She started hacking, in her Sunday dress, chopping like her life depended on it. She saved us from snakes we couldn’t see that morning.
She hunted other snakes, too.
The ulcers and sorrow and anger that chased my brother after my parents’ divorce—she hunted those snakes on her knees, praying ceaselessly for him. A boyfriend who asked me to marry him early on, one who held a look she knew too well—she hunted that snake with boundaries and limitations and refusals, knowing what would eventually happen: he would stray and I would leave for good (she was right). The money worries that followed us like an unwanted dog, because she never could quite make ends meet with three growing kids—she hunted that snake with a school librarian job on the weekdays and a candy-stocker job at the local store on the weekends.
There were some snakes she could not see, like the ones that waited for my sister in the dark closets of a friend’s house, and the ones that burrowed not-enough holes all through my own heart, and the ones that wrapped my brother tight and hard and closed him to the men around him who might have taught him how to be a man. But she tried with every single day of her life.
She is the bravest woman I know.
///
In sixth grade I signed up for band. In seventh grade I added volleyball and basketball and track, because I didn’t know what I most wanted to do. My mom let me throw myself into all of them.
She worked all day and cleaned house in the afternoons and then sat an evening away in the stands, cheering and clapping and paying attention even on the nights I sat the bench.

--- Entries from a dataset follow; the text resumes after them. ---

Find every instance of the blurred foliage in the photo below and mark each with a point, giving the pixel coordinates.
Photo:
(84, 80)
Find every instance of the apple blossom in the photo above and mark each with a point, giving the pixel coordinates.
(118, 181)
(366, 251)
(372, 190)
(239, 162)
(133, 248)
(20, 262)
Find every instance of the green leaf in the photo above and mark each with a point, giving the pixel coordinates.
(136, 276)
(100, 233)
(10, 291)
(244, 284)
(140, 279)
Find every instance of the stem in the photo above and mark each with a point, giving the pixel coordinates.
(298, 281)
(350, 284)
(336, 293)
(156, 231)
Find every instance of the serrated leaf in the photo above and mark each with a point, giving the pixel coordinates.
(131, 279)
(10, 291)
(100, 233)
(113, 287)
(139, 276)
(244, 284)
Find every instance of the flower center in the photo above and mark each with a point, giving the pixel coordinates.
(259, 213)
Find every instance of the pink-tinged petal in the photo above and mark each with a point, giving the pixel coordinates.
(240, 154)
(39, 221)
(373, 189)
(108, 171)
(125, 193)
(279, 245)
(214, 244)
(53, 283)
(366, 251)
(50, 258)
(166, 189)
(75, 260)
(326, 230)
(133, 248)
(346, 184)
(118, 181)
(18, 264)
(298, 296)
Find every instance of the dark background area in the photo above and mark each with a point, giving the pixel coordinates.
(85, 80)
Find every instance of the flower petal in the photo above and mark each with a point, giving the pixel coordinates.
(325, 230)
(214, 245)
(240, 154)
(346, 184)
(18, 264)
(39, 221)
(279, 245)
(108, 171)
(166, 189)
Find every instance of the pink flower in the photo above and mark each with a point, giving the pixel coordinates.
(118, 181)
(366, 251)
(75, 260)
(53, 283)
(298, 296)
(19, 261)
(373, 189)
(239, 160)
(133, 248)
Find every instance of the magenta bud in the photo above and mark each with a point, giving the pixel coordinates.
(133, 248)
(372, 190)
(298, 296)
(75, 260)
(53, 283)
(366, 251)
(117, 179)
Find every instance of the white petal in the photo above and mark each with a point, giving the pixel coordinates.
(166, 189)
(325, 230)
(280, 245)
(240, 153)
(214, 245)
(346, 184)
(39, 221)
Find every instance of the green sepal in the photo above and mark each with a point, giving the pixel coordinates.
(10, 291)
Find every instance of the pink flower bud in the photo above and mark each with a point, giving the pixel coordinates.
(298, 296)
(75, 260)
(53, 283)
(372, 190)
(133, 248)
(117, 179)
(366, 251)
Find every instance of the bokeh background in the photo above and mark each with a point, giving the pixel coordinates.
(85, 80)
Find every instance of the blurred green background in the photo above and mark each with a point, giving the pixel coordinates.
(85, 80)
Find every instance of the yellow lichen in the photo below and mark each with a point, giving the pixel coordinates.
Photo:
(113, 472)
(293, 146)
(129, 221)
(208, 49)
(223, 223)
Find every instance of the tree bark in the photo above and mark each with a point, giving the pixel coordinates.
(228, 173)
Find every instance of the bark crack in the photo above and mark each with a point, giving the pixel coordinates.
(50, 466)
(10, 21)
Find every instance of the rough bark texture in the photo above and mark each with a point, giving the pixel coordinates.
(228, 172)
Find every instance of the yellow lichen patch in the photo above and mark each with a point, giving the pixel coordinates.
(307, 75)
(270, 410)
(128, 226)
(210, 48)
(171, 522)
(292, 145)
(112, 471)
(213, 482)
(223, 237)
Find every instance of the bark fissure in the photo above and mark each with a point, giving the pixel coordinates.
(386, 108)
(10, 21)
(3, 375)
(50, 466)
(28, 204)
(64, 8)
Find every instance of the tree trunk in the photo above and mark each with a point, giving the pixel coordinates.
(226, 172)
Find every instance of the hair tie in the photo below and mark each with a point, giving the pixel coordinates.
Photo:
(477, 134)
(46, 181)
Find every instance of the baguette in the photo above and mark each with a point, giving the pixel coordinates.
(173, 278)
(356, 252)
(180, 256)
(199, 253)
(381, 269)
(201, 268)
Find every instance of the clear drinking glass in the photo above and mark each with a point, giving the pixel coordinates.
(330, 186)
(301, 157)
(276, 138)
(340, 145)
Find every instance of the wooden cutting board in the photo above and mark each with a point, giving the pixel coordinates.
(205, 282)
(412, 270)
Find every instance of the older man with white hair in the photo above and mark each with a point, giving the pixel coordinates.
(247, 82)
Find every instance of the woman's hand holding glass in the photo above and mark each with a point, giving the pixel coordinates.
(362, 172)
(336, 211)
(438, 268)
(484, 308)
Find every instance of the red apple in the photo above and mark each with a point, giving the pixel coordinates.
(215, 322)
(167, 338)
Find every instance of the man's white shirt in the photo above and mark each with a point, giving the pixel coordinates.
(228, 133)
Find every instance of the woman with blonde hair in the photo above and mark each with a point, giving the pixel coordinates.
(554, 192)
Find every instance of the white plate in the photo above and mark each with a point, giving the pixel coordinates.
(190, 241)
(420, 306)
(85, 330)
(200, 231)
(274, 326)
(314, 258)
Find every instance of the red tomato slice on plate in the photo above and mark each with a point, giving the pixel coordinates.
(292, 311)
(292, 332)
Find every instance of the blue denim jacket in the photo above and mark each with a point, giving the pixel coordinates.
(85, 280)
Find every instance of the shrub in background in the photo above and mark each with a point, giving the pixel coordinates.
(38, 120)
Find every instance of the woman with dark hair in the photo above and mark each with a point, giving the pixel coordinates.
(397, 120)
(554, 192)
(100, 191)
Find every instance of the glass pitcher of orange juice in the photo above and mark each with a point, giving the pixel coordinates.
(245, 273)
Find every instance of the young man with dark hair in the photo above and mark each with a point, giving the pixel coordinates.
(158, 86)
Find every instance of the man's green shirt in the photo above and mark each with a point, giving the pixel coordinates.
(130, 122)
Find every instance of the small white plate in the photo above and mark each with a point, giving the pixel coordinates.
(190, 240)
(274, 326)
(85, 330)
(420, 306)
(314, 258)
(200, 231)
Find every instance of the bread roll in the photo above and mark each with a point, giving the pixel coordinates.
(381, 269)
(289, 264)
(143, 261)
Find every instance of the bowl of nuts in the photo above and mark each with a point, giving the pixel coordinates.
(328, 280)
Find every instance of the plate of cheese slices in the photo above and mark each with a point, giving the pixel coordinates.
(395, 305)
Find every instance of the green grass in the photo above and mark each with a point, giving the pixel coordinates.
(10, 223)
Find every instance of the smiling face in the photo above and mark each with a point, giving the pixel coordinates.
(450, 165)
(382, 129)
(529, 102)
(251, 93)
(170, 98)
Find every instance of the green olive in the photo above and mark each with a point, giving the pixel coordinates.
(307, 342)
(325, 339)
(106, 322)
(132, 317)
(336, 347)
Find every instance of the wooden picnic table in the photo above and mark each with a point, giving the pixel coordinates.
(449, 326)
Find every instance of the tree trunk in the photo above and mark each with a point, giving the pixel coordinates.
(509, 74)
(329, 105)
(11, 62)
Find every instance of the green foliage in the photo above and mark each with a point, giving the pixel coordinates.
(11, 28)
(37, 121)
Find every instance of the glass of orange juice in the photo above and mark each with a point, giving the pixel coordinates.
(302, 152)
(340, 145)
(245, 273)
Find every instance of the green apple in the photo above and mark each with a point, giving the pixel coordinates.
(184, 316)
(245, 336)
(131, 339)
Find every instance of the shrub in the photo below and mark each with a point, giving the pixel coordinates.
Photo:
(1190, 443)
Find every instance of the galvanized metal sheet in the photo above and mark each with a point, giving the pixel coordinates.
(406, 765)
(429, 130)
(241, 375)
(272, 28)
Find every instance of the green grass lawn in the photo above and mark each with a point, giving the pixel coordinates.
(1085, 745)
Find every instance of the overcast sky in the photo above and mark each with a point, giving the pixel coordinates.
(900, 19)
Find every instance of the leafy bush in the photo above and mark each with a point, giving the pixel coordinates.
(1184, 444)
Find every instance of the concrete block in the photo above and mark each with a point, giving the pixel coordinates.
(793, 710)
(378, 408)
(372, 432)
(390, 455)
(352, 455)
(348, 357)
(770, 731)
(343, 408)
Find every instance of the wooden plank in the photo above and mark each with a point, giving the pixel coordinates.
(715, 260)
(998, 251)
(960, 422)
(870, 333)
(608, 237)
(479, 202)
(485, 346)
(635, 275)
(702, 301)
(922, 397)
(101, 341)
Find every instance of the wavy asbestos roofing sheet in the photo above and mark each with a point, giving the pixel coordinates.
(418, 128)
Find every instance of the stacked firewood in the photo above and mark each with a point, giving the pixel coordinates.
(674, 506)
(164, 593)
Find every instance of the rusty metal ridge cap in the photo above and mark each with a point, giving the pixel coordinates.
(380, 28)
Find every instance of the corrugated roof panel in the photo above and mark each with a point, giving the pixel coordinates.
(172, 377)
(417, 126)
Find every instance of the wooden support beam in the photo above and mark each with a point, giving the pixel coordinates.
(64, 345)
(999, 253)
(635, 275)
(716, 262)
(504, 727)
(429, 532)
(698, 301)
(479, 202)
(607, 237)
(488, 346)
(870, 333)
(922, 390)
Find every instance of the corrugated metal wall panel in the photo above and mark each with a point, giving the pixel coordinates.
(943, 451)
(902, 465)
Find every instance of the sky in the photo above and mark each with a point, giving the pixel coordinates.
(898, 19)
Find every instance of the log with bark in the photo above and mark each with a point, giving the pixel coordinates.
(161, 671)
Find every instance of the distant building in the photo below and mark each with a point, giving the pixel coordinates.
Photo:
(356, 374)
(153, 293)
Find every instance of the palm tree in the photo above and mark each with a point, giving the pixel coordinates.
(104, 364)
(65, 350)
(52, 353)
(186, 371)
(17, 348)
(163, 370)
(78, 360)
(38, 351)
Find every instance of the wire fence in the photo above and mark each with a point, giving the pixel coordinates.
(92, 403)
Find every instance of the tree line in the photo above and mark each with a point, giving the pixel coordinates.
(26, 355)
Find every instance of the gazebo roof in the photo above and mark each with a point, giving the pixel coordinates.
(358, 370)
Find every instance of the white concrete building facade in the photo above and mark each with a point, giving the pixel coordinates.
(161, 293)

In high school, there was marching band and state competitions and volleyball and track and softball and tennis, and I wonder how many of those she wanted to miss. But she never did. She watched me direct the band as a drum major my junior and senior year, and she watched me braid the hair of my teammates in the year I had to sit volleyball out because of a knee surgery, and she drove all the way to a town forty miles away on her only day off to watch me run the 300-meter hurdles, even though I purposely scratched the event because I was so terrified of the humiliation of tripping and falling.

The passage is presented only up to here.